Con le armi di sempre, ma anche con qualche accorgimento particolare. Dettato dal valore della Lazio ma anche dal suo modo di giocare. «Cerchiamo sempre di studiare i nostri avversari – continua D’Aversa – e di sicuro la Lazio ha un po’ di tutto e può farci male in molti modi. Giocano con il 4-2-3-1 come Juventus e Fiorentina ma lo interpretano in altro modo. In avanti, ad esempio, non ci sono prima punta e trequartista ma due attaccanti puri disposti in verticale. Proveremo a limitarli con la compattezza e l’intensità, ma anche una gestione diversa del possesso palla potrebbe aiutarci. La loro partita di giovedì in Europa League? No, questo non sarà un vantaggio perché semmai ha aumentato la loro fiducia. La verità è che vista la caratura dell’avversario e il suo momento di forma non c’è margine di errore per sperare di fare risultato». E continuare una corsa che sta sorprendendo a conquistando tutti. «I tanti elogi che ci piovono addosso – dice sorridendo – sicuramente non agevolano il mio lavoro. Scherzi a parte, è gratificante. Se si parla di questi ragazzi è perché stanno facendo qualcosa di importante. E ora abbiamo l’occasione di continuare a farlo».

Le ultime

D’Aversa, che come al solito non si sbilancia sulla formazione («ladeciderò domattina», dice mentendo e sapendo di mentire...) dovrebbe provarci con lo stesso blocco difesa-centrocampo che ha fermato la Fiorentina. Più avanti la variante sarà Fazzini, destinato a riprendersi il posto sulla trequarti (fuori, probabilmente, Henderson).
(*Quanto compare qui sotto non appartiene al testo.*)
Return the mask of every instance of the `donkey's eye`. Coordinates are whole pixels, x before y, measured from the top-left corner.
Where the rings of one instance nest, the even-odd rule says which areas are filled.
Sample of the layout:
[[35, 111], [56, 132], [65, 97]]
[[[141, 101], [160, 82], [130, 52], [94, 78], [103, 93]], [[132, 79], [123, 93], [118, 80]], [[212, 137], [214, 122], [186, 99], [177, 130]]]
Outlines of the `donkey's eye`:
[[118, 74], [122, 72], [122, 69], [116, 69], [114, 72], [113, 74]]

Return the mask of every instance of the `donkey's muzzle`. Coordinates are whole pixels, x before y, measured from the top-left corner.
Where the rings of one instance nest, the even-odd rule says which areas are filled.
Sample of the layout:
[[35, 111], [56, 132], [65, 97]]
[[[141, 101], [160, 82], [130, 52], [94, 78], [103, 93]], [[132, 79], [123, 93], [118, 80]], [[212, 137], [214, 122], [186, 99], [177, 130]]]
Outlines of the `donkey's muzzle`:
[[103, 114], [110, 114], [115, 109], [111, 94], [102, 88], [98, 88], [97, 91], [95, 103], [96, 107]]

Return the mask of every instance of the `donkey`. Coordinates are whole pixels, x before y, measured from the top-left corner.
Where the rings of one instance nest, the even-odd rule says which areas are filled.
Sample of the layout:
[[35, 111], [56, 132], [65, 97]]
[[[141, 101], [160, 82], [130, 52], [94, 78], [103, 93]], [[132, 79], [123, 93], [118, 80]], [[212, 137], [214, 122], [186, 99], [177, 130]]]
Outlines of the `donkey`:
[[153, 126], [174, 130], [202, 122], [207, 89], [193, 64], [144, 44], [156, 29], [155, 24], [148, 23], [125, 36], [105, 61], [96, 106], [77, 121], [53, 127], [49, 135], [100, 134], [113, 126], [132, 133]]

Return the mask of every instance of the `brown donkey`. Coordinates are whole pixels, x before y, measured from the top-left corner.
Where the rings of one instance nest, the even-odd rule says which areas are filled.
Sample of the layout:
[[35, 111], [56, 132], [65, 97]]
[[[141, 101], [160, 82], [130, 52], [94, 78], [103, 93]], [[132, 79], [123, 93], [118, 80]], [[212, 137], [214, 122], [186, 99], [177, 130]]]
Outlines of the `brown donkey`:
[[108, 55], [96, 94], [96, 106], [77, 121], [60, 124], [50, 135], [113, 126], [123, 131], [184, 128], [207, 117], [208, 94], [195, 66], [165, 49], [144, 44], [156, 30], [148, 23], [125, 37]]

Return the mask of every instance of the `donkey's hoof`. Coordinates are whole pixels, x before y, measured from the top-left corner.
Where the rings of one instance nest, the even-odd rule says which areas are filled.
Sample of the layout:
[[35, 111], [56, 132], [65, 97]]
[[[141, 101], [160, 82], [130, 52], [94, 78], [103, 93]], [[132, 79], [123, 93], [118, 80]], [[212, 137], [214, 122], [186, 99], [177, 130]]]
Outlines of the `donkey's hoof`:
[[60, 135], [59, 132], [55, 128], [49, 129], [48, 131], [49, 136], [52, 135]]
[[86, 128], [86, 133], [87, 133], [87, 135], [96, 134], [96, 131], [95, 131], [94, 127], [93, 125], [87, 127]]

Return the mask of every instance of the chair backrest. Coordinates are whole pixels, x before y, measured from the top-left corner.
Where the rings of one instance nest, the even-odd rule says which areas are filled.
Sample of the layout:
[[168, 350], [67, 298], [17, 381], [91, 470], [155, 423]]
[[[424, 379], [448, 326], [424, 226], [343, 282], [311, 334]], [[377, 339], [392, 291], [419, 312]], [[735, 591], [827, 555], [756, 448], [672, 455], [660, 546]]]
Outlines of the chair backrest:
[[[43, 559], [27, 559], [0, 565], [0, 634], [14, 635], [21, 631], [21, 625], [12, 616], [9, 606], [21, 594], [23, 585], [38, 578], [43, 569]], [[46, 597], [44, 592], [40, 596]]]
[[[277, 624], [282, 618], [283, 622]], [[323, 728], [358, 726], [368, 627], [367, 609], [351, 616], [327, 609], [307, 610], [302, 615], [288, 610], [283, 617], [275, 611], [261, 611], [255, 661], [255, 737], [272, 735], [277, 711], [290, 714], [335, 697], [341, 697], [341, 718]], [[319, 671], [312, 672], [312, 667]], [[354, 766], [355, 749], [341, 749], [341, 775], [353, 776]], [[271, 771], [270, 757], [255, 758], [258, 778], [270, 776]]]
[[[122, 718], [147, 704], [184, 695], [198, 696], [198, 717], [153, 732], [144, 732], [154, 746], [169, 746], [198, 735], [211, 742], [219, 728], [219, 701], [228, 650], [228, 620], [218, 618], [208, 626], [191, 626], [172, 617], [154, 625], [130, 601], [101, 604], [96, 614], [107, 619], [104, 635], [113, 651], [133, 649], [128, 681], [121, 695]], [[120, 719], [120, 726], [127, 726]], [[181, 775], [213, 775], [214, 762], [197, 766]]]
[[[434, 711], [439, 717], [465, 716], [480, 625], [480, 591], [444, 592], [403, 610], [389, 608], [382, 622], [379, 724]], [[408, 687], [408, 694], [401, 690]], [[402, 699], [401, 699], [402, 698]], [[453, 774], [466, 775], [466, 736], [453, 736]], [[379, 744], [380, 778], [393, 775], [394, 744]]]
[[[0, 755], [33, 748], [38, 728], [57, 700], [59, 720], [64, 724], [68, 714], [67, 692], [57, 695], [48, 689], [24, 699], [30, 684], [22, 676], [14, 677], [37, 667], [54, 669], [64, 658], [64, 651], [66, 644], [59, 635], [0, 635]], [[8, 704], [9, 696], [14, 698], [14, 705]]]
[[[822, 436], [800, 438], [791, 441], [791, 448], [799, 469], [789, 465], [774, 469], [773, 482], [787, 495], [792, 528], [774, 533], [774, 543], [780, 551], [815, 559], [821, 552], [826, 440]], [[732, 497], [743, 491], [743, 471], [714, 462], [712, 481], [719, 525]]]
L’allenatore non conferma ma lascia qualche indizio. «Si è allenato in gruppo tutta la settimana – rivela – ed è a posto sotto tutti i punti vista». Anche sugli altri prescelti per il reparto avanzato qualche (parziale) indicazione arriva. «Pure Solbakken sta bene però lui ha vissuto un’estate diversa (era ai margini nella Roma, nda) e anche la gestione deve esserlo. Colombo sottotono con la Fiorentina? Non sono d’accordo. Potrà aver sbagliato un tiro e un controllo ma ha lavorato tantissimo per e con la squadra; di lui sono contento, molto contento. Detto questo non trovo neanche giusto etichettare Pellegri come una valida alternativa perché Pellegri è un giocatore valido e nelle scorse stagioni è stato solo frenato dai troppi contrattempi fisici». Oggi, comunque, a guidare il reparto avanzato dovrebbe esserci ancora Colombo, mentre per completare la coppia dei trequartisti (accanto al rientrante Fazzini) Esposito sembra favorito sul norvegese. Nella lista degli indisponibili ci sono i lungodegenti, Zurkowski e Belardinelli che sono tornati in gruppo ma non sono ancora pronti, e Maleh, ancora alle prese con noie muscolari.